Head motion such as nodding and shaking is an important nonverbal communication channel in human-human communication. In addition to the head motion as nonverbal signals, Hadar et al.  have shown another type of head motion that is directly related to speech production. It is essential for animated talking heads to realise both types of natural head motion as well as lip-sync to make the avatar more human-like. Compared with lip-sync, the synthesis of head motion from audio speech is more challenging, since the link between speech and head motion is less clear, and not only speech, but also various factors such as emotion, intention, and stance are involved.
The present study considers a link between head motion and acoustic speech features, whose original representation is given as acoustic waveform signals, and seeks compact and efficient representation of speech features to predict corresponding head motion. Kuratate et al.  found that fundamental frequency (F0) and head motion had a correlation of 0.83 at sentence-level. Busso et al.  also confirmed a strong sentence-level correlation (r=0.8) between head motion and mel-frequency cepstral coefficients (MFCCs), where data was recorded for an actor reading the scripts of short sentences. As we show in experiments, it is a different scenario in natural conversations, where there is a much larger degree of variation in head motion and we cannot find such strong correlations. A similar observation is reported for a dialogue corpus by Sadoughi et al. , where they have found a global CCA of 0.1931 between the original head movements and speech (F0 and energy).
In order to tackle the problem of a weak link between speech and head motion, other features and their combination have been explored. Ben-Youssef et al. 

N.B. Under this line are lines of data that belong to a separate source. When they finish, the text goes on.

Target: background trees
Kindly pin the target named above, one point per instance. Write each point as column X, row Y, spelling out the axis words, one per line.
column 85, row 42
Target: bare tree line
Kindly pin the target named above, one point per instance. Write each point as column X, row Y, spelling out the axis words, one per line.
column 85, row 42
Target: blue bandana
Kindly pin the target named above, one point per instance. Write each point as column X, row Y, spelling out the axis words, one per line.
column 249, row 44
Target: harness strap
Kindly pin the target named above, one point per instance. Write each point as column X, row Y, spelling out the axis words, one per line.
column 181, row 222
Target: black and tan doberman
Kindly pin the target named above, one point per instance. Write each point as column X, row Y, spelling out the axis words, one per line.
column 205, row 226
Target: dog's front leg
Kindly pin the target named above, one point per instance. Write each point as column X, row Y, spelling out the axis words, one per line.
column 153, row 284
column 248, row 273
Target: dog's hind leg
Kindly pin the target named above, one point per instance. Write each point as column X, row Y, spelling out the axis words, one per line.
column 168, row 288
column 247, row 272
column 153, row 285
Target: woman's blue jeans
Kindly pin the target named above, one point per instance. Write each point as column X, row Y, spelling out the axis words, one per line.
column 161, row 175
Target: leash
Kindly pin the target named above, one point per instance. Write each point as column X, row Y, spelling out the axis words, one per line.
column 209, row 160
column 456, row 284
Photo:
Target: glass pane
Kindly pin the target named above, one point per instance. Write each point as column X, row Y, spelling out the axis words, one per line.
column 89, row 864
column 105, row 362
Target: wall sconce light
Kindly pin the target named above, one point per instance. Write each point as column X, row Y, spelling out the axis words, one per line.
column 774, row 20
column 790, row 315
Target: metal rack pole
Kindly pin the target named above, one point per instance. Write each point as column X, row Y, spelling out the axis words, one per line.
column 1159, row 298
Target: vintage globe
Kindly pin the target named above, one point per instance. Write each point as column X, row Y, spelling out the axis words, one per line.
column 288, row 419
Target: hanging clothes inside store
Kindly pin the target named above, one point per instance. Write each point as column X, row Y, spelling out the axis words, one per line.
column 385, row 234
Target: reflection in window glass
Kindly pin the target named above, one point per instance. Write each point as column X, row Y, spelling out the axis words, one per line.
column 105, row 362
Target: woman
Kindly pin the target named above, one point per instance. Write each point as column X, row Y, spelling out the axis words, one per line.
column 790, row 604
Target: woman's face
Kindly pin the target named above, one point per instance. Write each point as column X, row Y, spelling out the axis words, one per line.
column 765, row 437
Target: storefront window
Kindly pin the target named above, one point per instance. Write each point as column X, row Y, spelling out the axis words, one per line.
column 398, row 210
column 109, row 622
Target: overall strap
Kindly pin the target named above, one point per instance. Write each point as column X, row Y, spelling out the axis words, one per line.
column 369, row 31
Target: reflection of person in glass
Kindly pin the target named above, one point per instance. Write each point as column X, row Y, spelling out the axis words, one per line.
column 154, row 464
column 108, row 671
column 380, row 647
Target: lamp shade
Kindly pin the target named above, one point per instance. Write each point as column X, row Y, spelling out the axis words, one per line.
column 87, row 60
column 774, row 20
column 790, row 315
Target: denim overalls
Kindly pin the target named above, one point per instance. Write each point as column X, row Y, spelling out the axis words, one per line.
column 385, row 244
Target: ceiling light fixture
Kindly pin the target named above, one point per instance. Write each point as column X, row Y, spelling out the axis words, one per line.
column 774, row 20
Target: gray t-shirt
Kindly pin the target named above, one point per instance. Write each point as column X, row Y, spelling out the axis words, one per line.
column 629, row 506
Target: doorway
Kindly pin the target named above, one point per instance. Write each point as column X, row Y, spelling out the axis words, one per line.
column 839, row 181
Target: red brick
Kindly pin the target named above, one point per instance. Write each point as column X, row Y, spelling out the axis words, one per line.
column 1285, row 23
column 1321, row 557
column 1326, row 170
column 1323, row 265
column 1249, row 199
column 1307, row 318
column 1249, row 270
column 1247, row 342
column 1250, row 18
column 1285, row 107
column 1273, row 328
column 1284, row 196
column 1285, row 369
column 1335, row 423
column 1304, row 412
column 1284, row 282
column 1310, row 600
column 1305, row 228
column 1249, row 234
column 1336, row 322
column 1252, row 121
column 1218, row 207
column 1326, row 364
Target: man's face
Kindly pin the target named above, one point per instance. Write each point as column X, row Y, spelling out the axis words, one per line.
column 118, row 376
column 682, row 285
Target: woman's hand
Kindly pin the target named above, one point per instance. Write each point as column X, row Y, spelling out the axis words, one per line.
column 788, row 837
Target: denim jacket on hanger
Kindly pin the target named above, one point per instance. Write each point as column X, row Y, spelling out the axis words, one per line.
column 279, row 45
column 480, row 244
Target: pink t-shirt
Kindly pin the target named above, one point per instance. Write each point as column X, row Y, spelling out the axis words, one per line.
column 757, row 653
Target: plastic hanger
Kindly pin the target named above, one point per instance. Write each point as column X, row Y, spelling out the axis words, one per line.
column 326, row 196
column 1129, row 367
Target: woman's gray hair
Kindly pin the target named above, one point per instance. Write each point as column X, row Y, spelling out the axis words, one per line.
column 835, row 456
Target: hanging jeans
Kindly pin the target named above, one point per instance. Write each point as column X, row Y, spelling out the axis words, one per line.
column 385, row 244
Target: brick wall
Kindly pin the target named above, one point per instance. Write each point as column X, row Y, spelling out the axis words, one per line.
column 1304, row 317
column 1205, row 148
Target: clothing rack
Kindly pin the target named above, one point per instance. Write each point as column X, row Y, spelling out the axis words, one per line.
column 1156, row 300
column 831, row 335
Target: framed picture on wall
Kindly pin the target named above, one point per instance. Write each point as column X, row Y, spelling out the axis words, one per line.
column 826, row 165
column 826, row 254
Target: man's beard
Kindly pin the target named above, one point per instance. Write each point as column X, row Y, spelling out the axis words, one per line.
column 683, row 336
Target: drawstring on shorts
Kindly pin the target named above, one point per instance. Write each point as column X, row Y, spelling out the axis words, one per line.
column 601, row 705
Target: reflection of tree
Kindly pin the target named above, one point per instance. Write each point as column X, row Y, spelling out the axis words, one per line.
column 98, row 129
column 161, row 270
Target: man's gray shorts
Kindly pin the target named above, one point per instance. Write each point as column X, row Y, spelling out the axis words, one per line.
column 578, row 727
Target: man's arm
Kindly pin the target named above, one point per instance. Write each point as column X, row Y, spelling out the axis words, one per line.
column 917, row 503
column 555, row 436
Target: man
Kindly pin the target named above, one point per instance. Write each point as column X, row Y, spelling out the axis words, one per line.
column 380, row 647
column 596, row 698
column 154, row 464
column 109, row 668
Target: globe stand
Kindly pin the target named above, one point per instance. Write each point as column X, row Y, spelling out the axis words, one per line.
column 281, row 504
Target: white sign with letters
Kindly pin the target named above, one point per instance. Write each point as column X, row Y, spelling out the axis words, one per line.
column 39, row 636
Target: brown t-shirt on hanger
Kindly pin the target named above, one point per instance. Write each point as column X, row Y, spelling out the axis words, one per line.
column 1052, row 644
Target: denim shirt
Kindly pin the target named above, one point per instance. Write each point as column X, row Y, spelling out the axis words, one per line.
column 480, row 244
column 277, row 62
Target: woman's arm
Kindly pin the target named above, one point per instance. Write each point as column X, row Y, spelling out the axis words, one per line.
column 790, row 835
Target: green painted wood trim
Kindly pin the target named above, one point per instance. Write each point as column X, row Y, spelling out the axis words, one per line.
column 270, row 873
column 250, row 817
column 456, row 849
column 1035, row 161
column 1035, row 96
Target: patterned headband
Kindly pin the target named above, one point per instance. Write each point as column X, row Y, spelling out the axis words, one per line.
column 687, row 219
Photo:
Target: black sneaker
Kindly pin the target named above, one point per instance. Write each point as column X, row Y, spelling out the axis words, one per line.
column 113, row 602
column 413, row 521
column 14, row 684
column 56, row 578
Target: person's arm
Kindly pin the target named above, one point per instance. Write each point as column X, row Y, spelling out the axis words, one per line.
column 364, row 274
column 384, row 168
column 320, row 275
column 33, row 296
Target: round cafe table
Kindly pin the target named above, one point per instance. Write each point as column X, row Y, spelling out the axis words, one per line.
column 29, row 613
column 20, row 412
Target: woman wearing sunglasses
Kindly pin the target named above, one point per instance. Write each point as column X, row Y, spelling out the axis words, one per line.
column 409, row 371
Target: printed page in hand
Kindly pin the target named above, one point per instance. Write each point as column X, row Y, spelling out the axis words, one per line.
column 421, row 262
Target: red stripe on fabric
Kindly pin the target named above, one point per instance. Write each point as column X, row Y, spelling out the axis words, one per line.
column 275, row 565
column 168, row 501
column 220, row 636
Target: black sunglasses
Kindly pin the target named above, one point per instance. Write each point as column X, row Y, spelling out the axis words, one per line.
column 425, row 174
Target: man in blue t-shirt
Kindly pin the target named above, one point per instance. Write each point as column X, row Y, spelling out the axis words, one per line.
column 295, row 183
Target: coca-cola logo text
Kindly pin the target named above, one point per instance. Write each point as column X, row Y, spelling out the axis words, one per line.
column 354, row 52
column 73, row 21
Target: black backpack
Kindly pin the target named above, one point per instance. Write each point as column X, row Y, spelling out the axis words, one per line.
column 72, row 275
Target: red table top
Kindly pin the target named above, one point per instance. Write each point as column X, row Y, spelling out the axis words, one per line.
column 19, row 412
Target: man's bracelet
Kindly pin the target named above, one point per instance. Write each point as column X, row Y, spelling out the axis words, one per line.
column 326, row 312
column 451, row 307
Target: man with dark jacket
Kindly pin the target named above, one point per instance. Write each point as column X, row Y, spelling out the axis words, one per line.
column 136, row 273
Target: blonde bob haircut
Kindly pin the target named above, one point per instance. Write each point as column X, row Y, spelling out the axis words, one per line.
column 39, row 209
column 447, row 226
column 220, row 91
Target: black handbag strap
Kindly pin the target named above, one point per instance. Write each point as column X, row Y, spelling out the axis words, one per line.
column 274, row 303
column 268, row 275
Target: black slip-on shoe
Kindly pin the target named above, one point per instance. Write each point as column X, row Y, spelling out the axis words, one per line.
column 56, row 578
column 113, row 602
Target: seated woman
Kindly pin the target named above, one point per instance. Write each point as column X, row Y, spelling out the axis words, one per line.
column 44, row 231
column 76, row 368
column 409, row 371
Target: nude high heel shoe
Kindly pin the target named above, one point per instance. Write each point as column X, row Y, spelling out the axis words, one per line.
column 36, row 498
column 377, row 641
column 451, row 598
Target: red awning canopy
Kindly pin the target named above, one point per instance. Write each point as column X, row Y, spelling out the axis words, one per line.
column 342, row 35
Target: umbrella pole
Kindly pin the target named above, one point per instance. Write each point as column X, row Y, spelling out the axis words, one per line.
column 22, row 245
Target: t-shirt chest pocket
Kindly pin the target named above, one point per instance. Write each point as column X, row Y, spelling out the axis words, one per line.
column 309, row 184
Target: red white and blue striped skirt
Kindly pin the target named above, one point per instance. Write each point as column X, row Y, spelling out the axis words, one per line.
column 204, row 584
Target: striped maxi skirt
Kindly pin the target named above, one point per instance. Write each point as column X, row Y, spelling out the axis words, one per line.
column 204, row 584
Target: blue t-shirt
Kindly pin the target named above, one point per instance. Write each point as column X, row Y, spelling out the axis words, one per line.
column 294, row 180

found that the articulatory features or EMA features that were estimated from speech were more useful to predict head motion. Dinget al.  examined LPC, MFCC, and filter bank (FBank) features and showed that FBank-based system outperformed MFCC-based one. Haag et al.  combined MFCC and EMA features to build bottleneck features, which were then fed to DNN-BLSTM to predict head motion.
The purpose of using a combination of different features in the previous studies was to use richer information (e.g., prosodic features) to train models and predict head motion. Since all the acoustic features described above are derived from raw speech waveforms, it is natural to consider the original waveforms as the input to neural networks, so that we will be able to fully make use of the information in the original observations. So far, no one has investigated the use of original raw waveforms to predict head motion. This is mainly because of (1) the high dimensionality of raw waveform signals, which slows down the training of neural networks and requires high capacity in the hardware support; (2) a large amount of irrelevant information to predict head motion, which hinders the training of neural networks.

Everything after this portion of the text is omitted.